On Thursday, 12 June 2014 at 17:52:59 UTC, Andrei Alexandrescu
wrote:
On 6/12/14, 10:40 AM, Nick Sabalausky wrote:
On 6/10/2014 12:35 PM, justme wrote:
On Wednesday, 4 June 2014 at 06:13:39 UTC, Andrei
Alexandrescu wrote:
Of possible interest.
http://www.reddit.com/r/programming/comments/278twt/panel_systems_programming_in_2014_and_beyond/
Andrei
IMHO, the coolest thing was when Rob Pike told about the tool
they made
for automatically upgrading user source code to their next
language
version.
That should be quite easy to implement now in D, and once
done, would
give much needed room for breaking changes we feel should be
done.

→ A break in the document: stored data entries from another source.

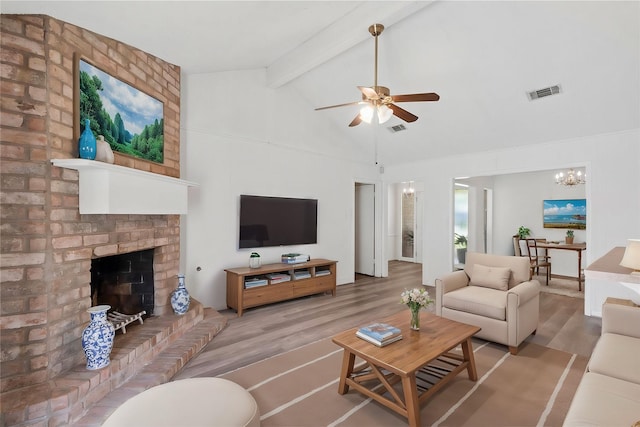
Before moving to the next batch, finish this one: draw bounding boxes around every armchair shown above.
[435,252,541,355]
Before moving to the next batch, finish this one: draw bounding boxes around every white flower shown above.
[400,287,434,310]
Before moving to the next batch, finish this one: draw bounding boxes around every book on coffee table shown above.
[356,330,403,347]
[356,323,402,346]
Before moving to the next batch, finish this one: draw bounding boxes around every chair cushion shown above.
[464,252,530,288]
[442,286,507,320]
[469,264,511,291]
[588,333,640,384]
[563,372,640,427]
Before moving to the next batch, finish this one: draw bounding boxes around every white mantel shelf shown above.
[51,159,199,215]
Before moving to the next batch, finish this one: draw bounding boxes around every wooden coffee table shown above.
[332,310,480,427]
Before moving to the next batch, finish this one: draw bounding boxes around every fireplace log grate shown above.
[108,310,146,334]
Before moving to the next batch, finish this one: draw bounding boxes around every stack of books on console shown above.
[244,277,268,289]
[356,323,403,347]
[281,253,310,264]
[293,270,311,280]
[266,273,291,284]
[315,269,331,277]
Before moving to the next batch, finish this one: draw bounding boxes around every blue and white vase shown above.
[81,305,115,370]
[171,274,190,315]
[78,118,97,160]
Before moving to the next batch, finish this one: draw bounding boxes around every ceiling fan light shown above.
[377,105,393,124]
[360,105,374,124]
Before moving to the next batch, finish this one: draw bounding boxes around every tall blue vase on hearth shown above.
[78,118,97,160]
[171,274,191,315]
[81,305,115,370]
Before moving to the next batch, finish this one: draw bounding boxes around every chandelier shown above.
[402,181,415,194]
[555,169,586,186]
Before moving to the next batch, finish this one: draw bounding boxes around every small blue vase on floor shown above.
[78,118,97,160]
[171,274,191,315]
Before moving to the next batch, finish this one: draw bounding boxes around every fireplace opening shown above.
[91,248,155,317]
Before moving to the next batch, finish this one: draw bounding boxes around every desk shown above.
[537,242,587,291]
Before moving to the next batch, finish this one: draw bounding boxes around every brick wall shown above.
[1,15,182,394]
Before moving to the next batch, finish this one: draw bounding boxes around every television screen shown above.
[239,195,318,249]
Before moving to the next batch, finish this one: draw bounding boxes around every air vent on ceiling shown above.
[388,124,406,133]
[528,84,561,100]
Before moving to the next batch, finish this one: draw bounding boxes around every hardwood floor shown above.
[174,261,601,380]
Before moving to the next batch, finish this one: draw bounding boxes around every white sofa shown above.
[563,301,640,426]
[435,252,540,355]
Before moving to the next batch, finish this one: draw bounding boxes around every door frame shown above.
[398,189,420,262]
[353,179,384,279]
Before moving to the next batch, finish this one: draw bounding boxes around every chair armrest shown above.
[602,302,640,338]
[507,280,540,306]
[435,270,469,294]
[435,270,469,316]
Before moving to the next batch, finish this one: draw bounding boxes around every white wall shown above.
[492,169,586,276]
[180,69,379,310]
[179,67,640,308]
[383,128,640,287]
[492,170,586,253]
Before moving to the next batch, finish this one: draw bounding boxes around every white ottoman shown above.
[102,378,260,427]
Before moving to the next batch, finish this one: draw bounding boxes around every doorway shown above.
[399,183,419,262]
[454,177,495,262]
[355,183,375,276]
[454,183,469,267]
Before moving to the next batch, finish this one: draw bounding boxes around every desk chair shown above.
[513,235,522,256]
[525,238,551,285]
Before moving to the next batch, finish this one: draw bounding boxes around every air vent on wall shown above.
[528,84,561,100]
[388,124,406,133]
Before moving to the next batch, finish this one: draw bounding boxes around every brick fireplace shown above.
[0,14,196,424]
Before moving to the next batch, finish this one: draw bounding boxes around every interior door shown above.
[355,183,375,276]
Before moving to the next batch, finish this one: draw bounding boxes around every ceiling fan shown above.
[315,23,440,127]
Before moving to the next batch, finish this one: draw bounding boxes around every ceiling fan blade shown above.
[348,114,362,127]
[389,104,418,123]
[391,93,440,103]
[358,86,379,100]
[315,101,361,111]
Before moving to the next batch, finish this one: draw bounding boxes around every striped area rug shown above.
[219,337,588,426]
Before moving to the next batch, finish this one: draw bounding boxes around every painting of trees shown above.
[78,60,164,163]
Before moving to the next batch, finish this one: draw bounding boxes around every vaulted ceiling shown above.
[3,1,639,166]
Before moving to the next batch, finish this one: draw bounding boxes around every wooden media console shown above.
[225,258,337,316]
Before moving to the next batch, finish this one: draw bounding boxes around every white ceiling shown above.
[3,1,639,166]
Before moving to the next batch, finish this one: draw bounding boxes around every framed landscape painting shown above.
[543,199,586,230]
[75,56,164,164]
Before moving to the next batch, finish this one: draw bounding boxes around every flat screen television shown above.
[239,195,318,249]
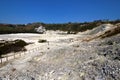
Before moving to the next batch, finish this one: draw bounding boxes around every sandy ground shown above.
[0,31,83,78]
[0,30,120,80]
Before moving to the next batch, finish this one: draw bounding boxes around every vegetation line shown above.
[0,19,120,34]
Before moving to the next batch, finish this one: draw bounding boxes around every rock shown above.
[0,77,2,80]
[17,76,35,80]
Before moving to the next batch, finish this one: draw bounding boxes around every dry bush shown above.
[38,39,47,43]
[0,39,27,57]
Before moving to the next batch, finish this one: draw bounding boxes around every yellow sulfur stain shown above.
[79,72,85,77]
[34,57,41,61]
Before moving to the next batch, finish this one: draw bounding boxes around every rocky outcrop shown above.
[35,26,46,34]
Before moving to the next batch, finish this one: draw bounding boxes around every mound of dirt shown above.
[82,23,120,41]
[88,24,114,35]
[99,23,120,38]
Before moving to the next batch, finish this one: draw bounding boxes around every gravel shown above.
[0,31,120,80]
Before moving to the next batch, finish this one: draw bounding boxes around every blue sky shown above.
[0,0,120,24]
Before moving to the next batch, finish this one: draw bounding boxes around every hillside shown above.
[82,23,120,42]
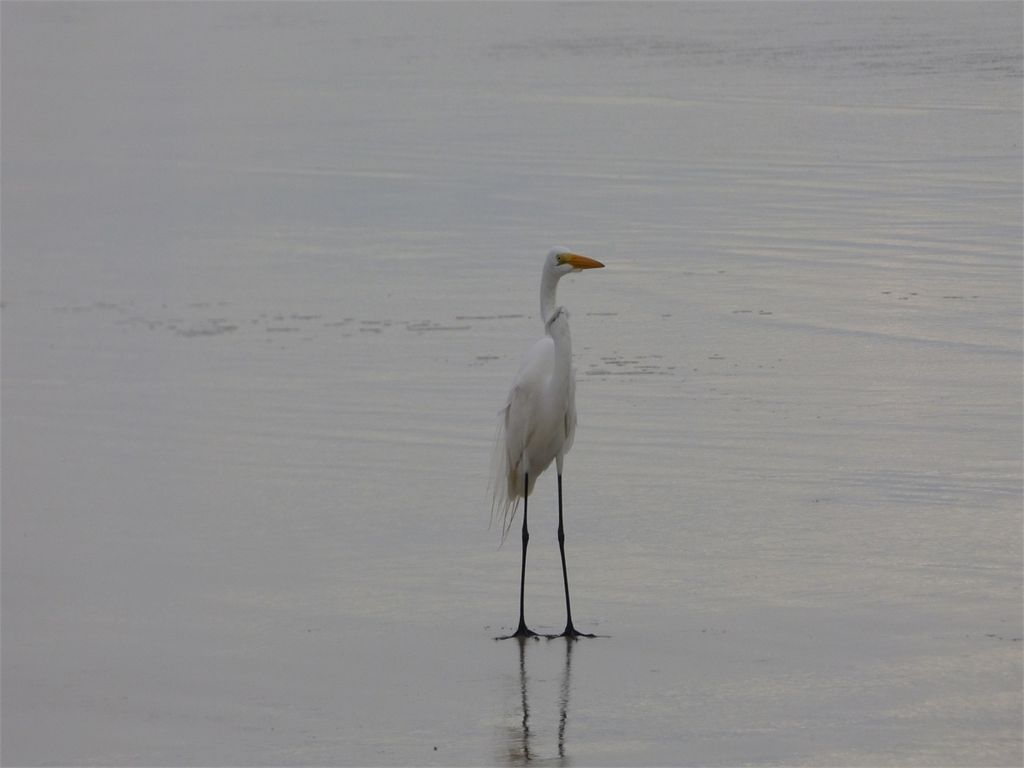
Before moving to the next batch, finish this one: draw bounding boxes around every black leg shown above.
[500,472,537,639]
[556,474,594,639]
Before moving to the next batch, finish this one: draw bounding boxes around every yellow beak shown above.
[563,253,605,270]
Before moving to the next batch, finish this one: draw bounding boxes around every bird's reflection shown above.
[557,639,574,763]
[511,638,533,764]
[500,638,575,766]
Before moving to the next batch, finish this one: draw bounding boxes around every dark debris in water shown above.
[586,354,674,377]
[406,321,472,332]
[48,300,505,344]
[455,314,525,321]
[175,320,239,338]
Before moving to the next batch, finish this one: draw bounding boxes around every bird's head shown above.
[547,249,605,277]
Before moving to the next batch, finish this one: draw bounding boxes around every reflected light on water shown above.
[497,638,577,767]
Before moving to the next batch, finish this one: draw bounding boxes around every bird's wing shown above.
[504,335,555,478]
[563,364,577,457]
[489,335,554,542]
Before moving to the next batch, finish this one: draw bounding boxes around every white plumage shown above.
[492,306,575,538]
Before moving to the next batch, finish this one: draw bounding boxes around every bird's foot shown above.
[549,624,597,640]
[495,622,540,640]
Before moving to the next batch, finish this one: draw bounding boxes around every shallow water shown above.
[2,3,1022,766]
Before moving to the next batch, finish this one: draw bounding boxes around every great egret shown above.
[491,248,604,639]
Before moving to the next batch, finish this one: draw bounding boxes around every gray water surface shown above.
[2,3,1021,765]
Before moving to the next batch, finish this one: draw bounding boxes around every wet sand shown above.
[3,2,1021,765]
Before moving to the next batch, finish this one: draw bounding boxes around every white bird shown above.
[491,248,604,639]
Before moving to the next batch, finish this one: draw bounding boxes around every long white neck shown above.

Pike
seemed to be extremely satisfied they did it.
Personally, I wouldn't be comfortable trusting such a tool.
Besides, I
find that upgrading a codebase to a newer language version is
one of the
most trivial tasks I ever face in software development - even
in D.
It's a cute trick, but not a worthwhile use of development
resources.
I very much think the opposite, drawing from many years of
hacking into large codebases. I'm completely with Rob here. On
a large codebase, even the slightest manual or semi-manual
change is painstaking to plan and execute, and almost always
suffers of human errors.
I got convinced a dfix tool would be a strategic component of
D's offering going forward.
Andrei
I thought the same. I was considering writing it, actually.
Imagine how having the tool would have influenced the "final by
default" discussion. Amongst others, of course.